Can you share an example where neuroscience constraints directly shaped how you designed a digital biomarker?

One clear example is our work addressing the long-standing challenge of “motor diaries” in Parkinson’s disease. Many therapies were approved based on patients manually recording every 30 minutes whether they felt “on” or “off” medication: a subjective judgment of how well their treatment was working. These paper diaries are often filled out retrospectively and prone to error, yet they remain the regulatory gold standard.

Rather than viewing digital metrics and traditional diaries as competitors, we treat them as complementary. We use digital metrics to identify patients who are good at self-reporting and those who are not. If there’s a gap between the wearable data and the diary, that’s a signal we can use; maybe the patient needs training, or maybe the diary is unreliable for that individual.

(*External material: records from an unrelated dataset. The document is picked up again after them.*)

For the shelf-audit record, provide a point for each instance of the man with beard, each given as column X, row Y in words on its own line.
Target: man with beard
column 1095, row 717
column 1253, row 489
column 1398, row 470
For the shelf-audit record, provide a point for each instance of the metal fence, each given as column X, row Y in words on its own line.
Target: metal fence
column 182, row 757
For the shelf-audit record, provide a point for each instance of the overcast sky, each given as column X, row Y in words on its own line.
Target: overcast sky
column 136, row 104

This approach helps improve trial sensitivity and reduce variability, ultimately shaping how therapies are assessed and approved.

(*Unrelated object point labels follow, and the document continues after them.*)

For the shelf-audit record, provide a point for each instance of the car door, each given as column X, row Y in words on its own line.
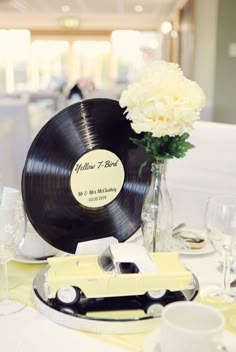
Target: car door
column 125, row 282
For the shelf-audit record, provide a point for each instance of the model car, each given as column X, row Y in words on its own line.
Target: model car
column 124, row 269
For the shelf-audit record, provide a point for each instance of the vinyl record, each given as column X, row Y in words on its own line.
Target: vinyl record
column 80, row 180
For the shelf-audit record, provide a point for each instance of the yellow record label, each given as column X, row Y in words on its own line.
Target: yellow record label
column 97, row 178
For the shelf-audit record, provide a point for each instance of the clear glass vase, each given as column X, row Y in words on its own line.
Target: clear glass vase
column 157, row 212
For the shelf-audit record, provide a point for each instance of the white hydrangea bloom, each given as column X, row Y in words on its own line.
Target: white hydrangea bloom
column 162, row 101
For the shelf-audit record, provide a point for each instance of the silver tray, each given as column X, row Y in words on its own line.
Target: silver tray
column 114, row 315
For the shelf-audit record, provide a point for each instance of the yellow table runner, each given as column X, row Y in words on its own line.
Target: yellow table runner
column 21, row 277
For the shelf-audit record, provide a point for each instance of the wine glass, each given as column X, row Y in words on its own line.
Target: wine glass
column 220, row 222
column 12, row 231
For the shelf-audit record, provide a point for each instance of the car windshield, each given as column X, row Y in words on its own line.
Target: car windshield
column 105, row 261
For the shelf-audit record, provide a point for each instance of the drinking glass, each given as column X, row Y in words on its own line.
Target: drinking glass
column 12, row 231
column 220, row 222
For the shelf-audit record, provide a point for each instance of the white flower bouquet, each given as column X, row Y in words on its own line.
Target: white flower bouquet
column 163, row 104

How do you take raw data and turn it into insights that are actually useful for patients, clinicians, and researchers?

The key is tailoring the same foundational data into outputs that meet the needs of different stakeholders. For patients, we focus on accessibility and building real-time trackers and easy-to-read reports that help patients see how their symptoms are changing and how medications are affecting them day to day. We also use large language models to summarize free-text journal entries, highlighting patterns like missed doses or symptom fluctuations.

For clinicians, the priority is efficiency. We distill complex data into concise reports that highlight actionable trends without overwhelming them. And for researchers, we provide deeper datasets and analyses that inform drug development decisions and health-economic outcomes. For example, whether a therapy reduces fall risk, or which has major implications for quality of life and healthcare costs.

What has been the most difficult “last mile” challenge in translating digital phenotyping into patient care?

The hardest challenge is integration into clinical workflows. Many neurologists are already overextended since there are only about 660 movement disorder specialists in the U.S., and they don’t have the bandwidth to manage another data portal. Even when they’re curious and forward-thinking, the tools need to fit seamlessly into their existing routines and clearly demonstrate value.

We’ve built tools like StrivePD and StrivePD Guardian that make this possible, but reaching critical mass among clinicians requires continued effort. The shift we’re aiming for is from a “push” model, where we’re trying to convince clinicians to use new tools, to a “pull” model, where they actively want them because they see the benefit for their patients and their practice.

How do you see digital phenotyping evolving in the next 5-10 years?

I think we’re heading toward a future similar to what’s happened in diabetes care. Continuous glucose monitors started as decision-support tools and evolved into closed-loop systems that automatically deliver insulin. Neurology is on the cusp of a similar transformation.

For Parkinson’s, we’re already seeing continuous drug-delivery pumps and adaptive deep-brain stimulation devices that respond to brain signals in real time. As therapies become more complex, combining drugs, stimulation, and behavioral interventions, digital phenotyping may be critical for managing that complexity.

The future is a tightly integrated, data-driven ecosystem where patients are active participants in their care, and digital biomarkers help guide both clinical decisions and automated interventions.